Пизон прошел в триклиний, наполнил чашу неразбавленным вином и выпил залпом. Бенит сидел на резном стуле — любимом сиденье самого Пизона — и наигрывал на клавиатуре органа. Еще до усыновления Бенит явился в дом к банкиру и занял самую лучшую из свободных спален. Теперь он совал нос повсюду, обустраивал все на свой вкус, успел переспать с тремя служанками из пяти, а шестую, самую несговорчивую — уволить. Он разбил две драгоценные вазы, залил какой-то дрянью ковер в таблине, устроил пожар в спальне и подрался с управляющим. Он был как чума, и Пизон совершенно не знал, как с этим бороться.
Зачем он усыновил этого подонка? Даже боги не ведают — зачем. А теперь Бенит прилип к нему и не отстает. И никогда не отстанет. Никуда от него не деться.
Вслед за Бенитом в дом притащился мерзкий старикашка Крул, ковырял заскорузлым ногтем драгоценные фрески Аквилейской школы и ругался по поводу выброшенных на ветер денег. «Одна мазня, туман какой-то, ничего не разобрать, — бормотал старикан. — Не люблю я эти новшества». На кухне Крул обследовал каждую кастрюлю, сделал поварам выговор за транжирство, в бельевой — распек служанок за порванные простыни, умудрился отнять у управляющего чековую книжку, а потом явился в таблин Пизона и пустился в рассуждения о политике, перемывая косточки каждому из шестисот сенаторов по очереди. Пизон попытался заикнуться о том, чтобы Крул убрался куда-нибудь подальше, но Бенит горой встал на защиту деда. И банкир уступил, сам не зная почему.
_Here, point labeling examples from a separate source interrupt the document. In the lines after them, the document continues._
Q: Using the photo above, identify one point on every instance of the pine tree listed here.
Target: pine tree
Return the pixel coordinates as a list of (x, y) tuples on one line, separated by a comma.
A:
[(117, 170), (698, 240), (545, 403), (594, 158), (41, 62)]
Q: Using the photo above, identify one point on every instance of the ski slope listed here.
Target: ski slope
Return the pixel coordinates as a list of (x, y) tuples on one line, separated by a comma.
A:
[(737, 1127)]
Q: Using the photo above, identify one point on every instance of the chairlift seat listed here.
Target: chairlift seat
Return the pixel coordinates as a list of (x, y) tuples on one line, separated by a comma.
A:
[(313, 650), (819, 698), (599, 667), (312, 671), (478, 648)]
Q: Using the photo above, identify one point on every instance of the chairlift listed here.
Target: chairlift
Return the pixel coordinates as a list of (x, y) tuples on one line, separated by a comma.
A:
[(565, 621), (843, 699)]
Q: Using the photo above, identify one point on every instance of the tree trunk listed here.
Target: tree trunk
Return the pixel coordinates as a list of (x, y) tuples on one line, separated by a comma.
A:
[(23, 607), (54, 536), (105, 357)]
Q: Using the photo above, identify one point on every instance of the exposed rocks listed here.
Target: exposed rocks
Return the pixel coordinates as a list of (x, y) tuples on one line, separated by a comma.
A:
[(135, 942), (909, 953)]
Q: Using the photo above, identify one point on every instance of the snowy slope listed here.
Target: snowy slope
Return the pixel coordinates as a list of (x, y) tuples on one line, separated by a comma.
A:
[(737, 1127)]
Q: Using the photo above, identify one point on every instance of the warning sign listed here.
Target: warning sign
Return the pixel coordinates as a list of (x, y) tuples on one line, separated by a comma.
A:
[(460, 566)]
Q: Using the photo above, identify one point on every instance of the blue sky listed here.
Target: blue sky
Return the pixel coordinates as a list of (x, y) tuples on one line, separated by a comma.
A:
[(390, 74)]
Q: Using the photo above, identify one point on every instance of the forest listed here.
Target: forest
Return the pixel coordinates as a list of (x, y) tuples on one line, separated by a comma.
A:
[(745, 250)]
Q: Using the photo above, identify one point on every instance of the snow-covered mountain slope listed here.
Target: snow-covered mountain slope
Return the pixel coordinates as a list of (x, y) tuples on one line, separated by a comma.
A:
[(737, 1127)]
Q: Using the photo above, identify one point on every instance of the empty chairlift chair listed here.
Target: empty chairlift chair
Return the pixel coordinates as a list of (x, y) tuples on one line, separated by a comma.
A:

Вскоре Пизону начало казаться, что он сходит с ума. Сходит, но никак не может сойти.
— Папаша, ты слишком много пьешь, — заметил Бенит. — Наконец-то я могу называть тебя папашей законно.
— Заткнись. Я не нуждаюсь в твоих советах.
— Неужели ты не хочешь послушать мои умные мысли?
— Бенит, мы оба висим на волоске. Драчка в подвале сорвалась, мой заказ не выполнен, а этот олух Макрин пустился в бега. Я взял два клейма. Одно — чтобы из Цезаря выпустили кишки, и второе, чтобы сделаться императором. Заплатил за каждое миллион сестерциев. А что вышло? Пшик!
— Друг мой, это-то и хорошо. Потому что императором теперь стану я. А Цезарь все равно умрет.
Пизон смерил своего только что усыновленного сынка презрительным взглядом. Бенит сидел на высоком стуле и играл на клавиатуре органа пальцами ног. У него была одна клавиатура — без труб. Но эти беззвучные упражнения чрезвычайно его забавляли. Он приходил в восторг от одного нажатия клавиш.
— Что? Я посвятил тебя в свои планы, а теперь ты… — Пизон задохнулся от подобной наглости. — Ты украл у меня идею, подонок!
— Разве подлость охраняется Римским правом? Напротив, насколько я помню, одно из положений права гласит: «К постыдному никто не обязывает».
— Ничтожество!
— Неправда. Я — великий. Просто великие иногда кажутся людям примитивным смешными и непонятными. Вот на тебя точно никогда не падет выбор.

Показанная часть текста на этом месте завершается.